The disclosure of results of prenatal diagnosis in X-linked disease is also problematic due to the Prenatal Diagnostic Techniques (Regulation and Prevention of Misuse) Amendment Act [10], which forbids the disclosure of sex of the foetus. The laboratories report that the foetus is affected or unaffected. However, if the foetus is female the family wants to know if the foetus is a carrier or not. They desire not to have a girl who is a carrier due to the difficulties they encounter in arranging her marriage. Although a female carrier in most X-linked disorders is free of disease, this is unacceptable to them because of their own experiences and hassles they have to go through. However, the staff of the genetic centre have to follow the law of the land, because of the stiff penalties for disclosing the sex of the foetus.

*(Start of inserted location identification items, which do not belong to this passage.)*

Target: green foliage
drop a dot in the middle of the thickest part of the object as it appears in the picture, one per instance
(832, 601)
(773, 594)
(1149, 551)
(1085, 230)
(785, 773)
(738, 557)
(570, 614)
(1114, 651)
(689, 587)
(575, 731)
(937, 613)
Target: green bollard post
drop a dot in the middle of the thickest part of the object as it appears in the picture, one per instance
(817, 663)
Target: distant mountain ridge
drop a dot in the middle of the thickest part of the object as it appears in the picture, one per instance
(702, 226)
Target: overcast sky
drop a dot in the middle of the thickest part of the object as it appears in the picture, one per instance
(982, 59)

14 Is Research on Embryos Permitted?

Many people have moral and religious objections to the use of human embryos for research. In USA, Federal funds cannot be used for any research that creates or destroys embryos. However, many bioethicists and scientists believe that research using embryos is important for various reasons, as scientific questions about human biological processes in embryos need to be answered, as long as the embryos are not used for reproductive purposes [11]. Some countries have already allowed research on non-viable embryos (those that would not result in a live birth), while others have approved research studies on viable embryos.

15 What are the Ethical Issues in the Genomic Editing of Embryos?

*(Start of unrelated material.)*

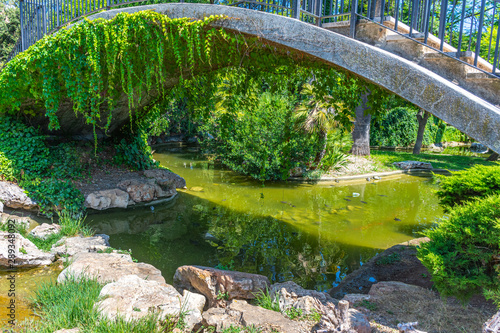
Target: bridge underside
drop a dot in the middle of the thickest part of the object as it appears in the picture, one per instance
(429, 91)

The discovery and use of CRISPR CAS 9 have highlighted the ethical debate of genome editing [12]. The common consensus is that editing of the germline human genome should not be permitted at present. The story of the two Chinese doctors who attempted germ-line editing, though for the noble cause of stopping the spread of HIV, is a reminder that one should abstain from germ-line editing, as the Chinese scientists were sent to jail. This may continue until the chance of introducing a change in the wrong place (off-target) is eliminated. Until that time preimplantation genetic diagnosis (PIGD) may be resorted to. Gene editing can indeed address issues not tackled by PIGD, e.g., when both the partners are homozygotes for an autosomal recessive disorder such as sickle cell disease. There is a total consensus by almost all countries that genome editing for purposes of enhancement of certain qualities should be forbidden. However, the moot point of how much right the parents have o interfering with embryos and foetuses will always remain. There is also the concern that genome editing will only be accessible to the wealthy and will increase existing disparities between the rich and the poor.

16 What Do the ICMR Guidelines Say about Ethical Practice in Genetic Research?

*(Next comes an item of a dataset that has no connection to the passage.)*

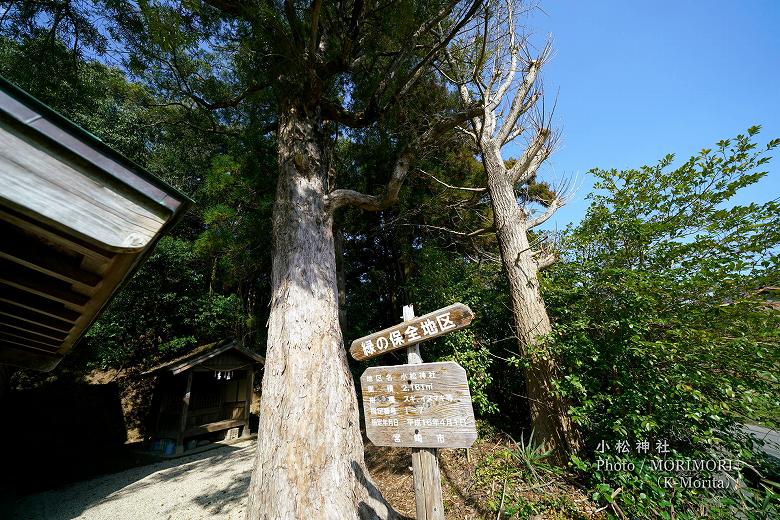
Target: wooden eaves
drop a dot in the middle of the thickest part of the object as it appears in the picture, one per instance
(76, 219)
(204, 353)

There are many international guidelines and documents on this topic, such as those issued by the UNESCO Bioethics committee, WHO [13], CIOMS, HUGO, European Commission, and Nuffield Bioethics Council. India is one of the few developing countries where guidelines exist for genetic service and research (Sect. 10) and for biobanking (Sect. 11) issued by the Indian Council of Medical Research entitled ‘National Ethical Guidelines for Biomedical and Health Research involving Human Participants’ [14]. It mentioned that a thin line exists between genetic testing for service and research, and both may be considered together. Some of the important clauses are as follows: For routine testing written informed consent may not be required, and the institutional policy for these tests may be followed. It emphasizes that the harm caused by genetic testing and research may be psychosocial, and that stigmatization and discrimination should be avoided at all costs. Confidentiality of information is critical. Breaking of families by information such as the revelation of non-paternity or carrier status for X-linked disease should not be disclosed. The commercial benefit accruing from samples collected from a group requires some return of benefit to the group. One should ensure that for samples collected for commercial purposes no coercion or inducement is used. Somatic cell gene therapy is permitted while germline therapy is not permitted. It does not forbid direct-to-consumer marketing of genetic tests but emphasizes that the results should be given out by a physician who is knowledgeable in these tests.